Systems of Linear Equations (Matrices)

In short

A system of n linear equations in n unknowns can be written as AX = B, where A is the coefficient matrix, X is the column of unknowns, and B is the column of constants. If \det A \neq 0, the system has a unique solution given by X = A^{-1}B or by Cramer's rule. If \det A = 0, the system is either inconsistent (no solution) or has infinitely many solutions, depending on B.

A shopkeeper in Jaipur sells two types of namkeen — let's call them type P and type Q. On Monday, 3 packets of P and 2 packets of Q sell for a total of Rs 190. On Tuesday, 5 packets of P and 4 packets of Q sell for Rs 350. What is the price of each type?

Writing x for the price of P and y for the price of Q, you get two equations:

3x + 2y = 190

5x + 4y = 350

You already know how to solve this by substitution or elimination from earlier algebra. But here is a different way to look at it. Write the system as a single matrix equation:

\begin{bmatrix} 3 & 2 \\ 5 & 4 \end{bmatrix} \begin{bmatrix} x \\ y \end{bmatrix} = \begin{bmatrix} 190 \\ 350 \end{bmatrix}

This is AX = B, where A = \begin{bmatrix} 3 & 2 \\ 5 & 4 \end{bmatrix}, X = \begin{bmatrix} x \\ y \end{bmatrix}, and B = \begin{bmatrix} 190 \\ 350 \end{bmatrix}.

Now \det A = 3 \cdot 4 - 2 \cdot 5 = 12 - 10 = 2 \neq 0. The matrix is invertible. So you can multiply both sides on the left by A^{-1}:

X = A^{-1} B = \frac{1}{2}\begin{bmatrix} 4 & -2 \\ -5 & 3 \end{bmatrix} \begin{bmatrix} 190 \\ 350 \end{bmatrix} = \frac{1}{2}\begin{bmatrix} 760 - 700 \\ -950 + 1050 \end{bmatrix} = \frac{1}{2}\begin{bmatrix} 60 \\ 100 \end{bmatrix} = \begin{bmatrix} 30 \\ 50 \end{bmatrix}

So x = 30 and y = 50. Each packet of type P costs Rs 30, each packet of type Q costs Rs 50.

The matrix form did the same work as substitution — but it concentrated all the structure into a single equation AX = B and a single condition \det A \neq 0. For two equations, the advantage is modest.
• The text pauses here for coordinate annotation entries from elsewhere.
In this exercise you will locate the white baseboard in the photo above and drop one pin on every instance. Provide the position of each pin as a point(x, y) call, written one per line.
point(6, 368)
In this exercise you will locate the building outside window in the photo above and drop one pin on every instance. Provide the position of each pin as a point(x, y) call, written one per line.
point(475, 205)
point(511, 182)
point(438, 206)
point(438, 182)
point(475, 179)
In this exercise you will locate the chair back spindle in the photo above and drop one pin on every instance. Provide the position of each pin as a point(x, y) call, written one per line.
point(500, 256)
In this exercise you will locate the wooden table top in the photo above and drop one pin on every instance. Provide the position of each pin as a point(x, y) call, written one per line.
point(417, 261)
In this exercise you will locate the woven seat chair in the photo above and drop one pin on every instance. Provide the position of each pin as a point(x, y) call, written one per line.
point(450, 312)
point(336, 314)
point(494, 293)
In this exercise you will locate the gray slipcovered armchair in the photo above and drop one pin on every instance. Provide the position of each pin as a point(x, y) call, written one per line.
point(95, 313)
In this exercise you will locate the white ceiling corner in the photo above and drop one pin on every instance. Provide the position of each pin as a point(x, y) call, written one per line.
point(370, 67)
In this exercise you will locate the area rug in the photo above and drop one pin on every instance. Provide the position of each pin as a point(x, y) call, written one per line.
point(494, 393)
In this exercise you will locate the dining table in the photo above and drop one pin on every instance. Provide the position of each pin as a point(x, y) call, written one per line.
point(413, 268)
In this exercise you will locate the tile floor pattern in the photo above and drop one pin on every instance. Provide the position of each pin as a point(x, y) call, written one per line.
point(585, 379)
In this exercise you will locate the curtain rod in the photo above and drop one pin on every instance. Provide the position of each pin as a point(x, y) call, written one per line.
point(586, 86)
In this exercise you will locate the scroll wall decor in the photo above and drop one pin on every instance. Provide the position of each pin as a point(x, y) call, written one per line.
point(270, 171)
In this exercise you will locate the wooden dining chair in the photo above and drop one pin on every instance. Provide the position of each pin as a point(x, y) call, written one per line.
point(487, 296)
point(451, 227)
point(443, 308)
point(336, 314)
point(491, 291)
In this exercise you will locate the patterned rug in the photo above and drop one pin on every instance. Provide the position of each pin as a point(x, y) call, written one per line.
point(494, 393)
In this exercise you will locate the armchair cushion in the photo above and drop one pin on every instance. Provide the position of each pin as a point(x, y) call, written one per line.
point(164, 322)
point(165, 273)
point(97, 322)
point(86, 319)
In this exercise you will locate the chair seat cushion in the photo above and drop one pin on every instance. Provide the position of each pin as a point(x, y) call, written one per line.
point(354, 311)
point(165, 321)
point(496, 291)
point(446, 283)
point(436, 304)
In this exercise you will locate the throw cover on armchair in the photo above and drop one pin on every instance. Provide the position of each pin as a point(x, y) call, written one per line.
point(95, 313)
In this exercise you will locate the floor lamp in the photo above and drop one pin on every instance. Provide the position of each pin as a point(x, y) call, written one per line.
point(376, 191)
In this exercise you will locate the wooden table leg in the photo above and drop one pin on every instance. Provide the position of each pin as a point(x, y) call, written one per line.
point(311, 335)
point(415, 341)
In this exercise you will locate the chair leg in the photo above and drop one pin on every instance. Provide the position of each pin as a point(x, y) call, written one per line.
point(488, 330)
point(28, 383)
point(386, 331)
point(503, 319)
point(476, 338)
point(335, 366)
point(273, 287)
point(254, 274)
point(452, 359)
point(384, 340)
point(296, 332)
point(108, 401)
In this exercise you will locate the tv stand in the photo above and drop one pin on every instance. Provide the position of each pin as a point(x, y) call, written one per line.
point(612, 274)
For three or more equations, it is decisive.

The matrix form: AX = B

Any system of n linear equations in n unknowns can be written in matrix form.

Matrix form of a linear system

The system

a_{11}x_1 + a_{12}x_2 + \cdots + a_{1n}x_n = b_1

a_{21}x_1 + a_{22}x_2 + \cdots + a_{2n}x_n = b_2

\vdots

a_{n1}x_1 + a_{n2}x_2 + \cdots + a_{nn}x_n = b_n

can be written as AX = B, where

A = \begin{bmatrix} a_{11} & a_{12} & \cdots & a_{1n} \\ a_{21} & a_{22} & \cdots & a_{2n} \\ \vdots & \vdots & \ddots & \vdots \\ a_{n1} & a_{n2} & \cdots & a_{nn} \end{bmatrix}, \quad X = \begin{bmatrix} x_1 \\ x_2 \\ \vdots \\ x_n \end{bmatrix}, \quad B = \begin{bmatrix} b_1 \\ b_2 \\ \vdots \\ b_n \end{bmatrix}

A is the coefficient matrix, X is the unknown vector, and B is the constant vector.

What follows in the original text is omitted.